Figure 3 -. Dynamic projection imaging.

A MV3 cell labeled with AKT-PH-GFP as imaged with LLSM-Pro. B&C Zoomed in version of the regions within the blue and green boxes in A. D&E Kymographs along the red dotted lines shown in B&C. The orange dotted lines indicate different growth phases in two blebs. F Projection of cultured cortical neurons expressing the calcium indicator GCaMP6f as imaged by OPM-Pro. G Signal trace from the oval region marked in F displayed as the change in fluorescence intensity (ΔF) relative to its baseline value (F). Scale bars: A-C 10 microns; F 20 microns.

Figure 4 –. Simultaneous Multi Angle Viewing.

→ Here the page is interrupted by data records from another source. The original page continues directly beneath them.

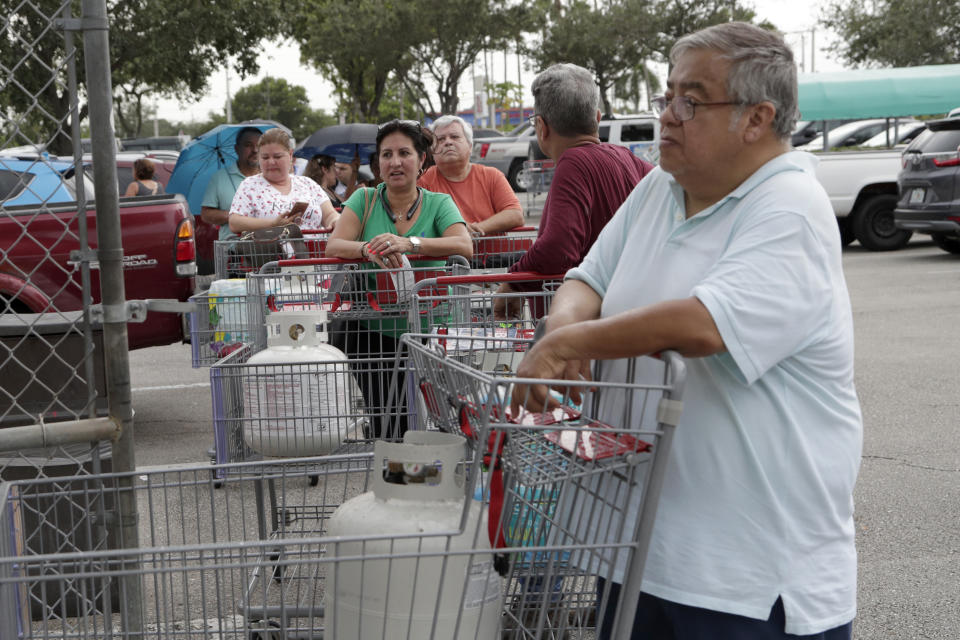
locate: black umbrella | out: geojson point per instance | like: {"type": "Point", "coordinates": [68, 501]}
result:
{"type": "Point", "coordinates": [342, 141]}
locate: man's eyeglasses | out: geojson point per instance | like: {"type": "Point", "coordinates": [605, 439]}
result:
{"type": "Point", "coordinates": [684, 108]}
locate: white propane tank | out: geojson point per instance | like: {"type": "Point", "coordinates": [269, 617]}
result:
{"type": "Point", "coordinates": [388, 597]}
{"type": "Point", "coordinates": [299, 401]}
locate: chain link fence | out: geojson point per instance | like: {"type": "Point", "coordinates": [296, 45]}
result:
{"type": "Point", "coordinates": [65, 393]}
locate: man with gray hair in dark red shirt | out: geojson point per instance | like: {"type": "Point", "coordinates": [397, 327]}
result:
{"type": "Point", "coordinates": [590, 182]}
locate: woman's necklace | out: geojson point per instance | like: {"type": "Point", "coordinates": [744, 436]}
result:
{"type": "Point", "coordinates": [410, 211]}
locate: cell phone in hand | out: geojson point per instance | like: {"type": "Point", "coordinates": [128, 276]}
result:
{"type": "Point", "coordinates": [298, 209]}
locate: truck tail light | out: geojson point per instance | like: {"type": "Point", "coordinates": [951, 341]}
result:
{"type": "Point", "coordinates": [947, 162]}
{"type": "Point", "coordinates": [185, 250]}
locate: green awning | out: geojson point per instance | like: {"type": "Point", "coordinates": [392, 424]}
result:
{"type": "Point", "coordinates": [879, 93]}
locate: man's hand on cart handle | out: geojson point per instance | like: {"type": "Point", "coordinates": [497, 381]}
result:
{"type": "Point", "coordinates": [548, 359]}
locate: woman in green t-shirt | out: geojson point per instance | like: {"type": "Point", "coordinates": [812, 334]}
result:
{"type": "Point", "coordinates": [404, 218]}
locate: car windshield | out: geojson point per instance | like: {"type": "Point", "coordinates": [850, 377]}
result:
{"type": "Point", "coordinates": [897, 135]}
{"type": "Point", "coordinates": [520, 129]}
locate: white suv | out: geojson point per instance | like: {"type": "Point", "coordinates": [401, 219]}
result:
{"type": "Point", "coordinates": [640, 133]}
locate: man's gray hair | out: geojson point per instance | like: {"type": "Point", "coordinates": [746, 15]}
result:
{"type": "Point", "coordinates": [443, 121]}
{"type": "Point", "coordinates": [567, 98]}
{"type": "Point", "coordinates": [762, 68]}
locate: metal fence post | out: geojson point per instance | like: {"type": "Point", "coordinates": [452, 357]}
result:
{"type": "Point", "coordinates": [110, 254]}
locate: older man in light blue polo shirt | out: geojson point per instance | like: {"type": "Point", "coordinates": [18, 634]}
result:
{"type": "Point", "coordinates": [729, 253]}
{"type": "Point", "coordinates": [223, 184]}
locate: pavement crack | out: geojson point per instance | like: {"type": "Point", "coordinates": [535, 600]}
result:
{"type": "Point", "coordinates": [907, 463]}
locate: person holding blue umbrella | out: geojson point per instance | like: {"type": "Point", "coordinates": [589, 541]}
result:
{"type": "Point", "coordinates": [224, 182]}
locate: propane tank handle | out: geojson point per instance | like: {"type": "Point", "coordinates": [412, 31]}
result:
{"type": "Point", "coordinates": [429, 447]}
{"type": "Point", "coordinates": [296, 328]}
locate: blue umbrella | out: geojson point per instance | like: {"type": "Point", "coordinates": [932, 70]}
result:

A Schematic illustration of two viewing directions of a cell on a coverslip. B Anaglyph for 3D viewing of a MV3 cancer cells expressing AKT-PH GFP obtained with LLSM-Pro. 3D red cyan glasses are recommended to view this image correctly. The image was created by two different views (15° and −15° to the normal of the coverslip) of the cell at a frame rate of 1Hz. C 3D localization from two views of genetically encoded monomeric nanoparticles in a fixed MV3 cell. Magenta shows a rendering of the location in 3D, and maximum intensity projections are shown on the side in black. Small inset shows the two projections (green and magenta) obtained with OPM-Pro. The difference in viewing angle between the two views amounts to 18 degrees. D Schematic illustration of a dual camera setup that allows simultaneous acquisition of projections under two different viewing angles. E Orthogonal viewing directions under which an embryonic zebrafish heart was imaged. F Three frames of a movie of orthogonal projections of a beating zebrafish heart imaged at a framerate of 10 Hz, obtained with LLSM-Pro. The veins/endothelial tissue of the zebrafish was labeled with GFP (Tg(krdl:GFP)). View 1 is −60 degrees and view 2 is 30 degrees relative to the nominal focal plane of the detection objective. Scale bars: 10 microns in B-C and 20 microns in F.